Add a tensorboard log for final training loss value.

Question

Add a tensorboard log for final training loss value.

rnyak opened this issue 5 years ago · comments

Describe the bug
When I check the loss plot on TensorBoard, I see that validation steps are much higher than training steps. See the screenshot below. why training ends 1062 steps before the validation steps? What's the logic behind?

Minimum Reproducible Example
A short code snippet which reproduces the exception

Expected behavior
A clear and concise description of what you expected to happen.

Additional context
Add any other context about the problem here.

rnyak · Answer 1 · Thu Dec 19 2019 06:49:03 GMT+0800 (China Standard Time)

@benleetownsend any explanation on that?

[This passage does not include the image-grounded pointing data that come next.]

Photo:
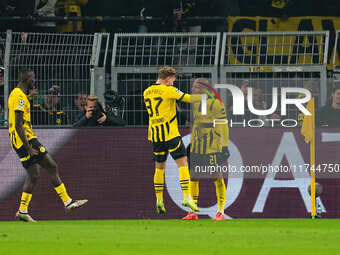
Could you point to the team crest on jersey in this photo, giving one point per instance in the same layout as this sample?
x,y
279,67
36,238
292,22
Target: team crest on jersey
x,y
179,91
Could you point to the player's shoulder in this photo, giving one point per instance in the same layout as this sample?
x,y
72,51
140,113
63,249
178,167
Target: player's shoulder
x,y
152,87
17,92
173,89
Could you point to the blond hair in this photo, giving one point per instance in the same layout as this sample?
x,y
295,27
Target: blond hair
x,y
166,71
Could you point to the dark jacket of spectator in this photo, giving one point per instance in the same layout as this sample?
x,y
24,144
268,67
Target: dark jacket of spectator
x,y
93,121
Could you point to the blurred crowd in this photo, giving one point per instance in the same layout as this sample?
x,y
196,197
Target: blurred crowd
x,y
173,14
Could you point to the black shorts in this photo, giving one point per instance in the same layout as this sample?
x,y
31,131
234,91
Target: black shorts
x,y
210,165
175,146
28,160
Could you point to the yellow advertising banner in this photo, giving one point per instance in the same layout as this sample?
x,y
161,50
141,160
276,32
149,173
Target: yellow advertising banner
x,y
285,45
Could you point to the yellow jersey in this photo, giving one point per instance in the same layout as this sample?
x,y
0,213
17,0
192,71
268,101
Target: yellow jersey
x,y
18,101
160,102
210,132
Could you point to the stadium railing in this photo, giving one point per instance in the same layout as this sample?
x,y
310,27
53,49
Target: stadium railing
x,y
74,62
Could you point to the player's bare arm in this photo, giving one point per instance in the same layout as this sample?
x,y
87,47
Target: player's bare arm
x,y
19,120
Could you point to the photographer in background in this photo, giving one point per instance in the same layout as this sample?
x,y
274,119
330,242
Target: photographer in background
x,y
95,115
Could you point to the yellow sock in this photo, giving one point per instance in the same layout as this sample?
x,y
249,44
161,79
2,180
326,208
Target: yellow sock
x,y
184,180
158,183
220,194
62,193
25,201
195,191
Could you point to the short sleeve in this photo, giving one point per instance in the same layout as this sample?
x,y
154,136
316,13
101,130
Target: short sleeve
x,y
19,103
175,93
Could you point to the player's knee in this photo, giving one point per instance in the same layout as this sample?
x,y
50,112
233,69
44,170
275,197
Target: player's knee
x,y
34,175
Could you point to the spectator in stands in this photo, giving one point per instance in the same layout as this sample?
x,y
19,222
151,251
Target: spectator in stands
x,y
314,87
45,8
47,110
75,111
95,115
329,115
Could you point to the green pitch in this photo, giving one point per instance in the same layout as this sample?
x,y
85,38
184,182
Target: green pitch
x,y
244,236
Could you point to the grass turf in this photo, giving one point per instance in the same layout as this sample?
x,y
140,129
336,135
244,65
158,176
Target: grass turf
x,y
243,236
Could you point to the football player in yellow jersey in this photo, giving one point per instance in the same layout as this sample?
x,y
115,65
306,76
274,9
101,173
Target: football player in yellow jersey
x,y
160,101
31,152
208,146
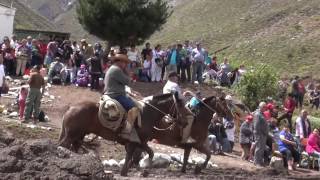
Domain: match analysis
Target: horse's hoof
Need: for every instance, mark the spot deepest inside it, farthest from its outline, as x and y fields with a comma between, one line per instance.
x=197, y=170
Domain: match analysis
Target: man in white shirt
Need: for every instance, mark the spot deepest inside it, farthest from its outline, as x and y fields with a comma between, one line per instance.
x=197, y=63
x=173, y=87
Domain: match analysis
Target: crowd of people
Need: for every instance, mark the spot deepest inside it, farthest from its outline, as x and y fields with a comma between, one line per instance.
x=264, y=133
x=83, y=64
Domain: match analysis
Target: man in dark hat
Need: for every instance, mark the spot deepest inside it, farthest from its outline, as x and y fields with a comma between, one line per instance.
x=173, y=87
x=36, y=82
x=116, y=80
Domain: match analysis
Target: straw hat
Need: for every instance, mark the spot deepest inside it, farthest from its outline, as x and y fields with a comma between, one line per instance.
x=120, y=57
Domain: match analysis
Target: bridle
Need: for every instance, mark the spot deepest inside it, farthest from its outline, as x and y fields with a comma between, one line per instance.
x=174, y=110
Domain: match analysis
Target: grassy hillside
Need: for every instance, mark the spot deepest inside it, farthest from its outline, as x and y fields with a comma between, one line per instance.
x=283, y=33
x=28, y=19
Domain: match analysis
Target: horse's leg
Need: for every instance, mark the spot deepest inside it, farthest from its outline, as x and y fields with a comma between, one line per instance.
x=186, y=155
x=205, y=150
x=130, y=147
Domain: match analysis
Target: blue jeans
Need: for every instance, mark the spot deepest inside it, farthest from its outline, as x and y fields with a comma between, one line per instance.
x=125, y=101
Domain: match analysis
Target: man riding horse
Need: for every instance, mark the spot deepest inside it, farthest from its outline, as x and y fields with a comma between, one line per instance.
x=173, y=87
x=116, y=79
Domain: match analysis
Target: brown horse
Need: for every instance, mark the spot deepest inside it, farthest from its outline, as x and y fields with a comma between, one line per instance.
x=199, y=131
x=82, y=119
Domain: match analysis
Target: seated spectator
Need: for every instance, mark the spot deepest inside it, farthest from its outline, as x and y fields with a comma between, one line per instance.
x=54, y=75
x=82, y=77
x=303, y=126
x=287, y=147
x=246, y=137
x=313, y=145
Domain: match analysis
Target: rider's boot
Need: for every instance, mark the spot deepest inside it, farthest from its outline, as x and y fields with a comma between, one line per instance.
x=186, y=132
x=132, y=115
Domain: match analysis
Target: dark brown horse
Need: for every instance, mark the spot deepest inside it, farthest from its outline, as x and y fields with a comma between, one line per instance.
x=199, y=131
x=82, y=119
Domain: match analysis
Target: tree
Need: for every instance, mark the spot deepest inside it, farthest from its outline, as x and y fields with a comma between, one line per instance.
x=257, y=85
x=123, y=22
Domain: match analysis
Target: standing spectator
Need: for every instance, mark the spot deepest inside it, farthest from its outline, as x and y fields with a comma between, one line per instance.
x=156, y=64
x=313, y=145
x=22, y=53
x=301, y=93
x=315, y=97
x=197, y=63
x=246, y=137
x=303, y=126
x=287, y=147
x=2, y=74
x=51, y=52
x=8, y=57
x=14, y=42
x=172, y=61
x=225, y=66
x=145, y=75
x=186, y=64
x=22, y=100
x=145, y=51
x=260, y=130
x=33, y=102
x=133, y=54
x=35, y=53
x=75, y=46
x=95, y=70
x=289, y=107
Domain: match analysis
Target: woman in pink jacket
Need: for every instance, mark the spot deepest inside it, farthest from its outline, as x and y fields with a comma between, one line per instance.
x=313, y=145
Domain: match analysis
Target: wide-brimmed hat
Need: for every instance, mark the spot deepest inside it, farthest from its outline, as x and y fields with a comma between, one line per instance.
x=172, y=74
x=120, y=57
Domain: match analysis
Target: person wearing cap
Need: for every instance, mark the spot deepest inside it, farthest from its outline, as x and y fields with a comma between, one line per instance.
x=260, y=130
x=289, y=107
x=55, y=70
x=95, y=70
x=172, y=87
x=246, y=137
x=82, y=77
x=116, y=80
x=197, y=63
x=33, y=102
x=8, y=57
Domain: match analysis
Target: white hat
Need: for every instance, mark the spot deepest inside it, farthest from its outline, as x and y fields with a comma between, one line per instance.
x=228, y=97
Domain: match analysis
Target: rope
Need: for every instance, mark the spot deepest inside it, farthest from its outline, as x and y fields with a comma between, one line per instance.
x=168, y=128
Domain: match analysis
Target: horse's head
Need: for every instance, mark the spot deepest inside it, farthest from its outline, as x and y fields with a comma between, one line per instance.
x=219, y=105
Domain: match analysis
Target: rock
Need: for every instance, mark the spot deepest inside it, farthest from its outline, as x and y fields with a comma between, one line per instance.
x=277, y=163
x=110, y=163
x=159, y=161
x=121, y=163
x=13, y=114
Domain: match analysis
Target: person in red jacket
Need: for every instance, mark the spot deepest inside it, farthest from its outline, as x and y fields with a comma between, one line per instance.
x=289, y=107
x=313, y=145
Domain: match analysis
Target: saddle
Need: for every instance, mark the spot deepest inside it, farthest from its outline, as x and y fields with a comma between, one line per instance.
x=112, y=115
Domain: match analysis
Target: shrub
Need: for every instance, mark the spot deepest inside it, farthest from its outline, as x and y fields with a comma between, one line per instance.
x=256, y=85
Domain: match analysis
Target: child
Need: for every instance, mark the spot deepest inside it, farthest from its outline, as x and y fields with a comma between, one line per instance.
x=22, y=99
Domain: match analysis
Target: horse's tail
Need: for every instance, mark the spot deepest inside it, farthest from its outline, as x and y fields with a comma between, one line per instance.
x=63, y=130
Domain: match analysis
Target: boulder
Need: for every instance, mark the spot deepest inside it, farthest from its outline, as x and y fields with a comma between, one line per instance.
x=110, y=163
x=159, y=161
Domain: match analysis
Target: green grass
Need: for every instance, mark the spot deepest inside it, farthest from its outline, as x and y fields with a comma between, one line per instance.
x=280, y=33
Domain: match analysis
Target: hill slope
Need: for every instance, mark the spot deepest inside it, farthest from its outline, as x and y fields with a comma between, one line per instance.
x=28, y=19
x=283, y=33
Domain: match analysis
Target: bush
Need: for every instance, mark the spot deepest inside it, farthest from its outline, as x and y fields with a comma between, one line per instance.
x=256, y=85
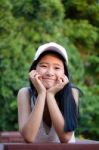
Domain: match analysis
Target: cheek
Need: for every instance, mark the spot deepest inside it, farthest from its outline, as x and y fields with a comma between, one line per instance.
x=60, y=73
x=40, y=71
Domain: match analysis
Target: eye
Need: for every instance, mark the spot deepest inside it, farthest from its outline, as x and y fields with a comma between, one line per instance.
x=57, y=68
x=43, y=66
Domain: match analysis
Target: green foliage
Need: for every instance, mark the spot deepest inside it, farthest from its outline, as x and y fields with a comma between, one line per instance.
x=24, y=25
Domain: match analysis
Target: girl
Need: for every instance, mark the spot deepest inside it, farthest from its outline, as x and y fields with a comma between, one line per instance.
x=48, y=109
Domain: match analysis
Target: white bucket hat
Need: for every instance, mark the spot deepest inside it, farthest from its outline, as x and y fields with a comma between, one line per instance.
x=53, y=47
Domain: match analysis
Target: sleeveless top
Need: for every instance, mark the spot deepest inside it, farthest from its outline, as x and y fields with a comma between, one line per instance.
x=51, y=136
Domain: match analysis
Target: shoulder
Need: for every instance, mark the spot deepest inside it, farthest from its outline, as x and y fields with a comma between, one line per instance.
x=75, y=94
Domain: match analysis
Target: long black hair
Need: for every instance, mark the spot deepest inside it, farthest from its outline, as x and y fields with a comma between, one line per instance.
x=64, y=97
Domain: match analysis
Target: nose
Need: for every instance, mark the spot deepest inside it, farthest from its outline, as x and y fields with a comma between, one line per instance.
x=49, y=72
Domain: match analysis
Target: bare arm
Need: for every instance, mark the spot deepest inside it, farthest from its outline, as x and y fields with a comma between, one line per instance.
x=29, y=120
x=56, y=116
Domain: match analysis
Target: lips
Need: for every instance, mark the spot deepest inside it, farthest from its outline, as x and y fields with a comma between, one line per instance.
x=50, y=79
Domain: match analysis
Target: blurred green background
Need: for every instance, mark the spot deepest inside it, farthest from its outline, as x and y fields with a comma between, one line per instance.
x=25, y=25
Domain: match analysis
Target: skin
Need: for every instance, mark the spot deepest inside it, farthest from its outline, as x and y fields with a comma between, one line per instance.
x=48, y=79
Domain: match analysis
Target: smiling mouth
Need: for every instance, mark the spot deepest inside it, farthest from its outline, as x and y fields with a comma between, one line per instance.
x=48, y=79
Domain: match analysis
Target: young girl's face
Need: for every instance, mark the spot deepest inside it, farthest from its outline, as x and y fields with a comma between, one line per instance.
x=50, y=67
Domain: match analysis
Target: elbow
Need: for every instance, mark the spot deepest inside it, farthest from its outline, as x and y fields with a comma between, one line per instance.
x=28, y=138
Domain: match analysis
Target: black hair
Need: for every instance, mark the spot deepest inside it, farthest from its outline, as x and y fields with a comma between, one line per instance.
x=64, y=97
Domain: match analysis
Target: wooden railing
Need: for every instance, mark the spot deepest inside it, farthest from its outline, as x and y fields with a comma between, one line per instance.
x=14, y=141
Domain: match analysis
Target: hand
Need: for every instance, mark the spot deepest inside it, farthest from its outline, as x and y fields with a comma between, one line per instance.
x=36, y=79
x=61, y=82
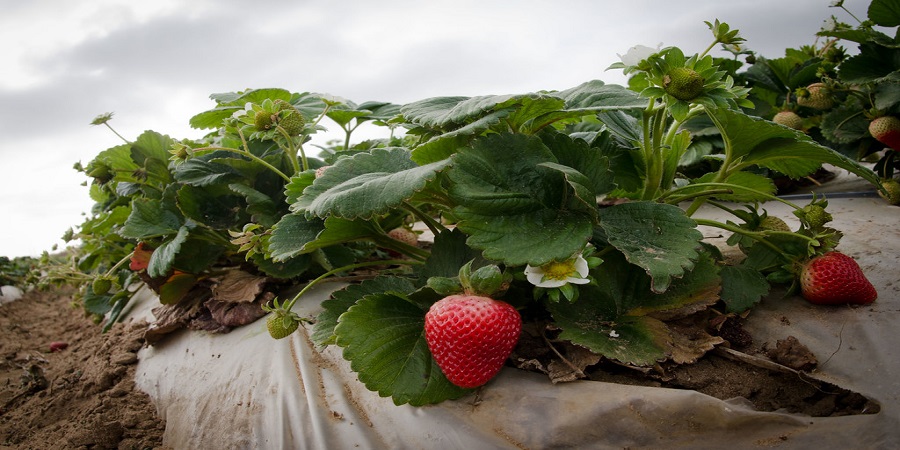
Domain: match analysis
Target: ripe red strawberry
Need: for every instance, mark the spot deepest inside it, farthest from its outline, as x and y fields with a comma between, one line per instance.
x=471, y=336
x=886, y=129
x=789, y=119
x=833, y=279
x=892, y=186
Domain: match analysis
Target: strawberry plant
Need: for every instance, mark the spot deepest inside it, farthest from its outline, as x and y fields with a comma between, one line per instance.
x=566, y=209
x=849, y=103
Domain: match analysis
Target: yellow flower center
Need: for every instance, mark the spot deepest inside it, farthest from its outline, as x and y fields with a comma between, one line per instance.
x=559, y=270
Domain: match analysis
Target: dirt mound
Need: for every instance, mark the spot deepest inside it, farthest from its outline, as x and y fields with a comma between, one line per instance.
x=81, y=395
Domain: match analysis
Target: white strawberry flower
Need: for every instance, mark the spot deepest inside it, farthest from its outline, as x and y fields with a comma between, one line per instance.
x=636, y=54
x=559, y=273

Thanks in advance.

benleetownsend · Answer 2 · Tue Dec 24 2019 19:22:51 GMT+0800 (China Standard Time)

So, we explicitly run validation on the final model no matter the val interval. This is for the purpose of keep_best_model, otherwise we can accidentally waste the final set of steps. We just follow the default logging schedules for the training loss. If you wanted to track loss values near the end of training you could change your val_interval such that a final value will come near the end of training.

I'm going to rename this issue to track the feature of adding a final step loss log for training

Hopefully this helps/answers your question.